Despite my 6' 5" height and reasonable amount of coordination, I never was what you'd call a star athlete. In fact, I warmed the bench for an incredibly mediocre high school basketball team. I suspect I made the team because I could dunk, which fired up the other players during warm-ups. One problem was that I weighed 170 pounds and could be pushed around by opposing cheerleaders.
The other was a certain, shall we say, flair for embarrassment. One time the coach put me into an overtime game to control an important tip-off. As I turned my head to decide where to tip the ball, the referee tossed it up (the ball, not my head). My feet never left the floor, and we ended up losing the game. Thereafter my high school nickname was Tip.
Later I turned to college intramurals and church leagues, hoping to gain that competitive edge that would lead to respectability. I wasn't bad for a few years, despite numerous ankle injuries. These required me to tape my ankles before playing, which in turn required me to shave my legs from mid-calf down. That's fine for basketball, but try going to the beach and seeing every mother pull her small children close as you walk by, the sun glaring off your pasty shins. Church-league glory had its price.
Then my wife and I had kids. Slowly, my athletic energy dwindled and my skills diminished. I still can beat my sons, ages 10 and 12, in driveway hoops. But I can't dunk anymore. And in the next few years, the boys will develop jump shots as I develop male-pattern baldness.
That's okay, handing the torch to your own kids. But it's time to stop being humiliated by guys who were still in diapers the first time I dunked a basketball. Guys with lots of free time who hang out at the gym practicing no-look passes while I am home grading papers, fixing toilets and picking Fruity Pebbles out of the family-room carpet. Not that I'm bitter.
I held on as long as I could. In fact, two equally 30-something friends and I entered several three-on-three tournaments in the past few years and were consistently humiliated by guys who actually had practiced together, the show-offs. Our record upon retirement remains unblemished by victory.

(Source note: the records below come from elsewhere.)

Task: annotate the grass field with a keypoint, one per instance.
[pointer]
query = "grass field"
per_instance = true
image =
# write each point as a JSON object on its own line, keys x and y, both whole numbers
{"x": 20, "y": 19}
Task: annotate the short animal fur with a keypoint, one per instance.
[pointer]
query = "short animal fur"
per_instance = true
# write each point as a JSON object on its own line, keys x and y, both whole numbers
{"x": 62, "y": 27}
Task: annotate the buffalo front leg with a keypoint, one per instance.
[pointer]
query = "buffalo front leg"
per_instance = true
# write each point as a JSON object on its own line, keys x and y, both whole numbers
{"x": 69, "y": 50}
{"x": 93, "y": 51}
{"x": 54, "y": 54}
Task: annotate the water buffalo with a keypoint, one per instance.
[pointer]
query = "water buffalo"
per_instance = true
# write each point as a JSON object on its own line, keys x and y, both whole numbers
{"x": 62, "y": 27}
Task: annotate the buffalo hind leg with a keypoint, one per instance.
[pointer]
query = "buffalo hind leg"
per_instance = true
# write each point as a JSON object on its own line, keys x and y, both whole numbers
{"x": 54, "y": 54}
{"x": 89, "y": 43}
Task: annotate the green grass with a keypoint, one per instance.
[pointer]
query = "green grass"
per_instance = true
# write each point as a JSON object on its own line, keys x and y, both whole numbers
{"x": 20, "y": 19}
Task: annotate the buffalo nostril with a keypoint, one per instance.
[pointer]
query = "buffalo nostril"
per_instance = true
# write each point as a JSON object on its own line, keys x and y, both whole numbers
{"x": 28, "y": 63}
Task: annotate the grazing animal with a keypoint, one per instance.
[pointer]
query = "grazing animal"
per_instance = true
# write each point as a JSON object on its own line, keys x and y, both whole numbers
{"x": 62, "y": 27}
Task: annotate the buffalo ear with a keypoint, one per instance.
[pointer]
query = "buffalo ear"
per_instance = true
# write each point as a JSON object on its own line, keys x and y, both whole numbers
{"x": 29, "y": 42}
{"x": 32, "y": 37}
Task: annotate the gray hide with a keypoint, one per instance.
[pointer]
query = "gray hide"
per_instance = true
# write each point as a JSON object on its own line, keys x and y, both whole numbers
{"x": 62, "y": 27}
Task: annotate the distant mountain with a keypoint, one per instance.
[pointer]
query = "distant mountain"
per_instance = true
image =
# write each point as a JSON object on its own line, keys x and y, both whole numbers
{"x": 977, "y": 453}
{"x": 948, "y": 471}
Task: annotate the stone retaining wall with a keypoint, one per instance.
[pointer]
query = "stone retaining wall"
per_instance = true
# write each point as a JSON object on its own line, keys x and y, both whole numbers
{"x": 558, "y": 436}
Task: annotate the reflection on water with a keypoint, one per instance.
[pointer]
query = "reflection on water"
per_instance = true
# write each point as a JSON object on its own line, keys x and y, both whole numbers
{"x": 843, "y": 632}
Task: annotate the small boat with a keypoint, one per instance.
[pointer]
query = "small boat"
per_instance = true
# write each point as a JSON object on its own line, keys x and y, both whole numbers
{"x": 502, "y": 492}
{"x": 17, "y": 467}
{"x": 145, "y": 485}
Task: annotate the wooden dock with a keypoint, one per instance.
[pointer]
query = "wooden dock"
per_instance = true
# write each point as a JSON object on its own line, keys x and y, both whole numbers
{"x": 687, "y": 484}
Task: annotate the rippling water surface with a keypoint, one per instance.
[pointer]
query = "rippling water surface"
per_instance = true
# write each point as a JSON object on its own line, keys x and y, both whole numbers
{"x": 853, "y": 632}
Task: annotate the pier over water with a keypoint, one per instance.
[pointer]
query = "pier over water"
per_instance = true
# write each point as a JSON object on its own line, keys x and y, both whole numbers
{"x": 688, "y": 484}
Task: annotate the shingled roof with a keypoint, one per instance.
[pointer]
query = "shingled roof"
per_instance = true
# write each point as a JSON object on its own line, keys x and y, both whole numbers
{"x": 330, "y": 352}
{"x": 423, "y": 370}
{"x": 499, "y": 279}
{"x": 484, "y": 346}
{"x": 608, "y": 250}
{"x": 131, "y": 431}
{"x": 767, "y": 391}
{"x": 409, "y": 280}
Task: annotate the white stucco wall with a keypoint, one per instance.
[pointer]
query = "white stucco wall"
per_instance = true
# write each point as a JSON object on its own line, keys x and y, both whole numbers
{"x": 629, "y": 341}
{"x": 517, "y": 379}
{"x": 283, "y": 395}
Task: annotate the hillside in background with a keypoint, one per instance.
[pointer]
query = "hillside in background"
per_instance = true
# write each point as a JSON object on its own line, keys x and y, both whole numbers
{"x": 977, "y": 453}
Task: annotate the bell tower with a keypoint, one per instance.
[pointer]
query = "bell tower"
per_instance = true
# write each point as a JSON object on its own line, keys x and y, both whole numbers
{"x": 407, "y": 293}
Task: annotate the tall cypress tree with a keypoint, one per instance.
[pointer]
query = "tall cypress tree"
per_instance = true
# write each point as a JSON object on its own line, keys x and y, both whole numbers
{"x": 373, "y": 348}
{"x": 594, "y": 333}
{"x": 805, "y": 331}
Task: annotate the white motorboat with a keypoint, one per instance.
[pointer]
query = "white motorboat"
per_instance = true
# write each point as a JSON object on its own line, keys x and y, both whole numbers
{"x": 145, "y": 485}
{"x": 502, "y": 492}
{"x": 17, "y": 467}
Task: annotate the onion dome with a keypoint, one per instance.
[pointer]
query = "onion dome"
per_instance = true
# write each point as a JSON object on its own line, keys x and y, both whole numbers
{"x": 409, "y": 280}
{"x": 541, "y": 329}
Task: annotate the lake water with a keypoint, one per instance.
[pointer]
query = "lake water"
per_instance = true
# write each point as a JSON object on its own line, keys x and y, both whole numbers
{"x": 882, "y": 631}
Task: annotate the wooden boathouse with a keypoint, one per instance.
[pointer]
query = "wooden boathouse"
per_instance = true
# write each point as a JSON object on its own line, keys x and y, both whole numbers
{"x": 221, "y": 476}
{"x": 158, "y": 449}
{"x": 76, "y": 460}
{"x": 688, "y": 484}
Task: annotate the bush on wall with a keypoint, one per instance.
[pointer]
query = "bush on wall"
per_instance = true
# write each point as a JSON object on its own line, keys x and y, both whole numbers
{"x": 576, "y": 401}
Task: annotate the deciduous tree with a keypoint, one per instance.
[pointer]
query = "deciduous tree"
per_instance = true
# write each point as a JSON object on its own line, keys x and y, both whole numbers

There was something nice, though, about having our wives come to cheer for their warriors. At game's end, they'd always be there to offer words of encouragement: "See, I told you it was time to give this up."
So that's it for me. No more competitive basketball, even though there's an ad in today's paper for a three-on-three tournament next month. Hey wait a minute! They have a 35-and-over division.
Nah. I kinda like having hair on my ankles again.
Jim Killam teaches journalism at Northern Illinois University. He and his wife, Lauren, live in Rockford, Illinois, with their three children.